Riemergono le microscopiche impronte lasciate dal plancton milioni di anni fa nei fondali marini. Un team internazionale di paleontologi ha utilizzato una nuova tecnica per documentare la presenza di fossili anche dopo che il loro guscio è scomparso da milioni di anni. Da questa scoperta, a cui la rivista Science dedica la copertina del suo ultimo numero, vengono informazioni inedite sulla resilienza di questi organismi – fondamentali per la salute degli oceani – ai cambiamenti climatici che si sono verificati nel passato sul nostro pianeta. Lo studio, online dal 20 maggio, è stato coordinato dai ricercatori del Museo Svedese di Storia Naturale ed è firmato anche da Silvia Danise, docente dell’Università di Firenze e dai colleghi del Museo di Storia Naturale e dell’University College di Londra
“I coccolitoforidi sono organismi planctonici unicellulari di microscopiche dimensioni (15 volte più piccoli dello spessore di un capello) che abbondano negli oceani – racconta Silvia Danise, associato di Paleontologia e paleoecologia dell’Ateneo fiorentino -. Svolgono un ruolo essenziale negli ecosistemi marini: forniscono la gran parte dell’ossigeno che respiriamo, sono alla base delle catene alimentari marine e contribuiscono a immagazzinare il carbonio nei sedimenti del fondo oceanico. Dopo la morte dei coccolitoforidi – prosegue la ricercatrice – l’esoscheletro formato da placche di carbonato di calcio si deposita in grandi quantità nei fondali marini, fossilizzandosi. Così noi paleontologi ne possiamo studiare caratteristiche ed evoluzione estraendoli dalle rocce”.

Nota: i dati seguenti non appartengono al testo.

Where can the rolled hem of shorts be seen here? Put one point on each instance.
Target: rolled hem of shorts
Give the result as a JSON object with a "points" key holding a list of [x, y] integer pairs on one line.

Le evidenze a disposizione della comunità scientifica fino a oggi documentavano un calo nella presenza di coccolitoforidi fossili in corrispondenza degli eventi di riscaldamento globale del passato. Tali dati suggerivano che i cambiamenti climatici e la conseguente acidificazione degli oceani avessero gravemente condizionato lo sviluppo di questo plancton negli intervalli geologici presi in considerazione.
“Nonostante l’assenza delle placche dei coccolitoforidi nelle rocce studiate, abbiamo scoperto che la loro presenza è testimoniata dalle impronte che hanno lasciato sulla superficie di polline e altre sostanze organiche fossilizzate nei fondali marini. Tali impronte – spiega Danise – simili a quelle che lasciamo quando camminiamo sul bagnasciuga, testimoniano che anche durante intervalli di riscaldamento globale del passato, i coccolitoforidi proliferavano negli oceani”.
La scoperta delle tracce “fantasma” è stato l’inaspettato risultato di un’analisi condotta con potenti microscopi elettronici a scansione su campioni di rocce provenienti dal Regno Unito, Germania, Giappone e Nuova Zelanda che ha permesso ai ricercatori di documentare una consistente presenza di coccolitoforidi anche in corrispondenza di tre eventi di riscaldamento globale del pianeta che hanno avuto luogo milioni di anni fa, nel Giurassico e nel Cretaceo.
“Il nostro studio da una parte mette a disposizione dei paleontologi la descrizione di una peculiare forma di fossilizzazione che sarà utile in futuro per studiare quegli intervalli geologici in cui mancano i reperti originali – conclude la ricercatrice –; dall’altra ci aiuta a comprendere la reazione ai cambiamenti climatici del passato del nanoplancton, che potrebbe essere più resistente a fasi di riscaldamento rispetto a quanto prima ipotizzato”.